Aliyah Farouk had been one of the first patients she had met in the at-risk category, and she’d immediately warmed to the woman, feeling an empathy for her desire to continue with her legal work as long as possible. It had been during a wait for an earlier ultrasound that Aliyah had confided the details of her battle with her ultra-traditional parents to be allowed to study the law that had struck a chord with Jenny’s own battles after her decision to become a nurse rather than follow her parents’ preferred route as a third-generation doctor.

‘Let’s see if we can get a clear picture, yet,’ the ultrasound technician said a while later as she squirted a small mound of clear pale blue gel on the neat swell of Aliyah’s belly. ‘And there’s absolutely no truth to the rumour that we keep that gel in the fridge so we can shock the baby into running around.’

A shoulder pressed firmly against hers as Jenny craned her neck to see the shadowy image appearing on the screen and she didn’t need to glance at the lean muscled body or draw in the mixture of soap, hospital laundry starch and warm man to know that it was Daniel standing beside her. Her galloping pulse had already told her that.

‘Well, baby one is still definitely there,’ the technician said as she gestured towards the patterns of dark and light that differentiated between foetus and the surrounding water and maternal tissues. ‘And there’s a second very healthy heart there, too. Listen.’

The rapid patter of two foetal heartbeats, one after the other, filled the room and one of the little creatures suddenly seemed to react to the fact that they were all intruding on what should have been a private place, almost seeming to wave a fist at them.
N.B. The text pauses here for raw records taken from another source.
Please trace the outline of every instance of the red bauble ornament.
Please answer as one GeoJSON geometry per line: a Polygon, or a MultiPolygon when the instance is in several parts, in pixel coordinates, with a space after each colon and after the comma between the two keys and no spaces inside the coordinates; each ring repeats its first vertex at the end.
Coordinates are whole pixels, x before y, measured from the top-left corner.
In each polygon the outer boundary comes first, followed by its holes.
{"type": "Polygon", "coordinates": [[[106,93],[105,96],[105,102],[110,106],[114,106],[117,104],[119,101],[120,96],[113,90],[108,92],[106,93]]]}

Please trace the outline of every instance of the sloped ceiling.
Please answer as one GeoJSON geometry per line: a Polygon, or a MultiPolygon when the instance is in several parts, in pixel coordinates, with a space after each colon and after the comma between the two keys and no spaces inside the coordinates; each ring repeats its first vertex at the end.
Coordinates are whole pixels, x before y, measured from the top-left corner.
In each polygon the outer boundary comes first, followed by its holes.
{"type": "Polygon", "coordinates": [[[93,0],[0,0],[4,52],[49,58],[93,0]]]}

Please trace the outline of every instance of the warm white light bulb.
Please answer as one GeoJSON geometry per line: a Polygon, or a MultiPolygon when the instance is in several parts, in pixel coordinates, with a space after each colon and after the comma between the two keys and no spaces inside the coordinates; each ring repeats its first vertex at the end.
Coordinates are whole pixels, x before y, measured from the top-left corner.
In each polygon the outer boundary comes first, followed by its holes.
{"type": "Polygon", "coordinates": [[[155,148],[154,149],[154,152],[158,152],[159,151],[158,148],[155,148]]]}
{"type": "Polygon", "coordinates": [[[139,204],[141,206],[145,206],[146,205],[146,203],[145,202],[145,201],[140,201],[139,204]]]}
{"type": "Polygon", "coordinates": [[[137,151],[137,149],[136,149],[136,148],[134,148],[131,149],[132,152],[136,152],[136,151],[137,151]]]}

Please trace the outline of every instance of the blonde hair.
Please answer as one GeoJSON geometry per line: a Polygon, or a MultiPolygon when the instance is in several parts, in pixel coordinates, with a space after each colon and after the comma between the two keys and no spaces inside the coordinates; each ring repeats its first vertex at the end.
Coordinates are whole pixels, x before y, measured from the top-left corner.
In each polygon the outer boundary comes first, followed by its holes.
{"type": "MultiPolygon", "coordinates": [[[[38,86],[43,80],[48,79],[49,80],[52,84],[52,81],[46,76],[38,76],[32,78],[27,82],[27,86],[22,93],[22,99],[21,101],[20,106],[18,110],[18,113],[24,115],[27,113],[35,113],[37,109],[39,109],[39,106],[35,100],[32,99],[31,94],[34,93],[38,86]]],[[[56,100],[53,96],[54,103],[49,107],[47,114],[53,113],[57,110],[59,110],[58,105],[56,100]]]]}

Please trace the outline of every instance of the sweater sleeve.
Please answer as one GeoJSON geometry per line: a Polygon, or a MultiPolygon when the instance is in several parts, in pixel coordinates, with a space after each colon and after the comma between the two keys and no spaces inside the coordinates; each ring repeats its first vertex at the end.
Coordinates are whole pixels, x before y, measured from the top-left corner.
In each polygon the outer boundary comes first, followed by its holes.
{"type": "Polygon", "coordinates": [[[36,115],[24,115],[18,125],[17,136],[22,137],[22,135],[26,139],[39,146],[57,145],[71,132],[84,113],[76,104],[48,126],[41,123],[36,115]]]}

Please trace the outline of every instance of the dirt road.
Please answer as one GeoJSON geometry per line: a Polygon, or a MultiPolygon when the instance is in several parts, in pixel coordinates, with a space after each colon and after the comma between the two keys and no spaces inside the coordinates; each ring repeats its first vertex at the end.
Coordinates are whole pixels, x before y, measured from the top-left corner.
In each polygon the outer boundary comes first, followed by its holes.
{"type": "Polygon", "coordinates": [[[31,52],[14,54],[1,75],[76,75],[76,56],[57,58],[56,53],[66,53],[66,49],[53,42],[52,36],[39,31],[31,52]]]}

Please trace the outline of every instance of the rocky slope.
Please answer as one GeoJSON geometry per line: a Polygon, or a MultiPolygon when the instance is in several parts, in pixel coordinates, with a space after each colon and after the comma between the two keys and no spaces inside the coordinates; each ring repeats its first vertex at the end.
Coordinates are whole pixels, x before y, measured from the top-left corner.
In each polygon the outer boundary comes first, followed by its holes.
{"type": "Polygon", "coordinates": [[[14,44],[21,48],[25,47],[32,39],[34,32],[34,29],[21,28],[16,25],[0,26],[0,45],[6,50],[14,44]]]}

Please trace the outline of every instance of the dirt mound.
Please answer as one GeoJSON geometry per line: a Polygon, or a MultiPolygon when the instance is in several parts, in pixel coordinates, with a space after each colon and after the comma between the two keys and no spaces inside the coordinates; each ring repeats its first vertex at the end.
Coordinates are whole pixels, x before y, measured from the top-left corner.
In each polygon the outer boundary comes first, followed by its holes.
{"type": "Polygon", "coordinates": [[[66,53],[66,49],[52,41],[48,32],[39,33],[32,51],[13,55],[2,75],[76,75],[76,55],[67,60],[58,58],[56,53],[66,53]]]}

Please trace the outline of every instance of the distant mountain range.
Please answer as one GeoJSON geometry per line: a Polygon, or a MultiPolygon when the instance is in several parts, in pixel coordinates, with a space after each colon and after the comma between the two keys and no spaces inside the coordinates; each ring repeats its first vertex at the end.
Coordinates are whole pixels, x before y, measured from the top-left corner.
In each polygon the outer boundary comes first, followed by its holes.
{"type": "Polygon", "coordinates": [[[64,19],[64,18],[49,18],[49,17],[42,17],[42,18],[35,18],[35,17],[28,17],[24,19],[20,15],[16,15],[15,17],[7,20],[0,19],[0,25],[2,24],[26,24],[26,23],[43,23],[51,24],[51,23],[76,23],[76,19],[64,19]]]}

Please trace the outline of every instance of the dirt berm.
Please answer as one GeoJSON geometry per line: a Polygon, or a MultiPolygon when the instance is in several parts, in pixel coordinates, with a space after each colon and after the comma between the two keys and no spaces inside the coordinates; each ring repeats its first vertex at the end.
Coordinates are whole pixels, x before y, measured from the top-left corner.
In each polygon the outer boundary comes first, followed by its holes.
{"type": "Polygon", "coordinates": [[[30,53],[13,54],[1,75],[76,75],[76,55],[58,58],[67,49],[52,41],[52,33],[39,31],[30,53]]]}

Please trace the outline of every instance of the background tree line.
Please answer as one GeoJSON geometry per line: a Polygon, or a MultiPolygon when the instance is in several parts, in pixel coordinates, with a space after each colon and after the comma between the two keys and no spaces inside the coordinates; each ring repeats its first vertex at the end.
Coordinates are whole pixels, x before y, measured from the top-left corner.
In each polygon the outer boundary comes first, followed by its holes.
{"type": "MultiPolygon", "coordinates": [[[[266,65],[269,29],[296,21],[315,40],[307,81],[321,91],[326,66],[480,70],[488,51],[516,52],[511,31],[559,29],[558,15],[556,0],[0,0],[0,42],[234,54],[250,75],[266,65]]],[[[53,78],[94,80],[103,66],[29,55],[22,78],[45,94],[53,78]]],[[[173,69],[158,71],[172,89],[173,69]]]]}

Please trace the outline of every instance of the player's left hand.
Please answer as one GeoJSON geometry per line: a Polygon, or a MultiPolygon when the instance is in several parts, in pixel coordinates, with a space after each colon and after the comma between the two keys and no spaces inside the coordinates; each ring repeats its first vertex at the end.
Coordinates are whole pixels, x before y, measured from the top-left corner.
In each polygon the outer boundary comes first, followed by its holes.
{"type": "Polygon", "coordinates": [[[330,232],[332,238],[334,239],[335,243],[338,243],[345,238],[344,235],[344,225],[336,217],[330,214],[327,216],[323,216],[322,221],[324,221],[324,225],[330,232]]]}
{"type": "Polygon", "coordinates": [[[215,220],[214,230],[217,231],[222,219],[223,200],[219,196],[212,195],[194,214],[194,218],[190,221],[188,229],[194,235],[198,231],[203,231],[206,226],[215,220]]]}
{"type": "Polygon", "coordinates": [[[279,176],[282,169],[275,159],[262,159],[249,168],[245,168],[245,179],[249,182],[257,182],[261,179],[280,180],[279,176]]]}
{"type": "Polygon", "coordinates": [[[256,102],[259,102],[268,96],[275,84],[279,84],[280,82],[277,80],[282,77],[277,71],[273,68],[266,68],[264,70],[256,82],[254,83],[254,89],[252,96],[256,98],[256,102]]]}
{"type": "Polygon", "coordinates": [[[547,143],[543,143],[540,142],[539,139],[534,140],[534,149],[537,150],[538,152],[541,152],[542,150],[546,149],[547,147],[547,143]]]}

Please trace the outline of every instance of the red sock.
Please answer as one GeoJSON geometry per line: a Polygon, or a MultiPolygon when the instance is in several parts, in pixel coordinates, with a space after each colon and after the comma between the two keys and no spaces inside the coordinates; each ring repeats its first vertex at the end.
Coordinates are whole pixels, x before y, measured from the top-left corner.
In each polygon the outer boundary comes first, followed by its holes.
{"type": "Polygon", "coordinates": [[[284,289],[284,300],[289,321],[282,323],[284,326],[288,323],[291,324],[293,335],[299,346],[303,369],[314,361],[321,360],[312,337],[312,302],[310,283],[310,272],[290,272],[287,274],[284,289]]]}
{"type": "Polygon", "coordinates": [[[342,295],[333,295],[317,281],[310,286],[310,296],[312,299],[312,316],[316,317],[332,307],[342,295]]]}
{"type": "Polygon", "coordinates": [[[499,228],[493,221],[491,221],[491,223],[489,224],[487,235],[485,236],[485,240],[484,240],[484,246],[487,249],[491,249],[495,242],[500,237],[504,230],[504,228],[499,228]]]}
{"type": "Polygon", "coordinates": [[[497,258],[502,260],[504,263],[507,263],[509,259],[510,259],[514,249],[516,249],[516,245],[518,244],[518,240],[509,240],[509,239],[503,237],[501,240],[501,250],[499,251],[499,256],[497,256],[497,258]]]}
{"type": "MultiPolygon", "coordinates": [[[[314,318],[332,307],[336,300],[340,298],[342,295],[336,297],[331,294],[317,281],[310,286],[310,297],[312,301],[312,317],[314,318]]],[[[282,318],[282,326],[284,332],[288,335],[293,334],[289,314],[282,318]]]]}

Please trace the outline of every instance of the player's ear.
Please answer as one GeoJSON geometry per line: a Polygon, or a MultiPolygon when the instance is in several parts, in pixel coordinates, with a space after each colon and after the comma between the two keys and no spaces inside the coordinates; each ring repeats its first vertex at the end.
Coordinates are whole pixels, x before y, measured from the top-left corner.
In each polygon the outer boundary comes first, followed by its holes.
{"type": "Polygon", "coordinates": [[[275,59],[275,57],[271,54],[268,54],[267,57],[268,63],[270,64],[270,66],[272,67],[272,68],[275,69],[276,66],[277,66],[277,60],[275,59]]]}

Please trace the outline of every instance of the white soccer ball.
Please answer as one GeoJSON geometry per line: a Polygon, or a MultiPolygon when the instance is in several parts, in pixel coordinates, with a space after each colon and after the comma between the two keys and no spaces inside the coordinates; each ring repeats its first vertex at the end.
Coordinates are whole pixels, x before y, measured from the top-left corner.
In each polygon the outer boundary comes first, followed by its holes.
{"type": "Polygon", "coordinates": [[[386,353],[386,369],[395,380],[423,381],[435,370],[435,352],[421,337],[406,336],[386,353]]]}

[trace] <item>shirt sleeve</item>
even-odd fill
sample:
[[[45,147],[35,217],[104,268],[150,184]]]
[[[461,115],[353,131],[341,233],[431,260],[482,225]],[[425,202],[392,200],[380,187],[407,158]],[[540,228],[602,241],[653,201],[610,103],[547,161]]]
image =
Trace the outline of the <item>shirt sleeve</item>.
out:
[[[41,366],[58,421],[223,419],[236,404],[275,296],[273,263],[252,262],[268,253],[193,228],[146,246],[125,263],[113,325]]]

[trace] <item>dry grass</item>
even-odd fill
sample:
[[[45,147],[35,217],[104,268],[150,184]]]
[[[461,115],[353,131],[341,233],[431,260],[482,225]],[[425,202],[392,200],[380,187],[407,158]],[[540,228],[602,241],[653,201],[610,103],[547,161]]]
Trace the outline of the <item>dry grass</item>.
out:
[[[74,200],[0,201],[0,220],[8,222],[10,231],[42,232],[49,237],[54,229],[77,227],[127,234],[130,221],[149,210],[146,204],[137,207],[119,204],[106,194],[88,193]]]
‘All right, little ones,’ the technician chuckled as she tapped the necessary buttons to record the scan and silence the Doppler. ‘We’ve seen that you’re both safe and sound in there, so we’ll go away and leave you in peace, now.’

Aliyah burst into noisy sobs of relief and Jenny was certain that there was a suspicious gleam in her stoic husband’s eye, too, as he cradled her dark head against his shoulder.

‘So, if there is nothing wrong with the babies, why is Aliyah having pains?’ he demanded, apparently only allowing his fear to show now that his wife couldn’t see his face. ‘Is there something wrong with her?’

‘That’s what we’re trying to find out with the tests we’ve taken,’ Daniel explained calmly. ‘It shouldn’t be long before we have the first of the results back.’

‘Now that the ultrasound’s been done, it would be a good time to do some urine tests, too,’ Jenny suggested. ‘Aliyah’s probably desperate for the bathroom by now.’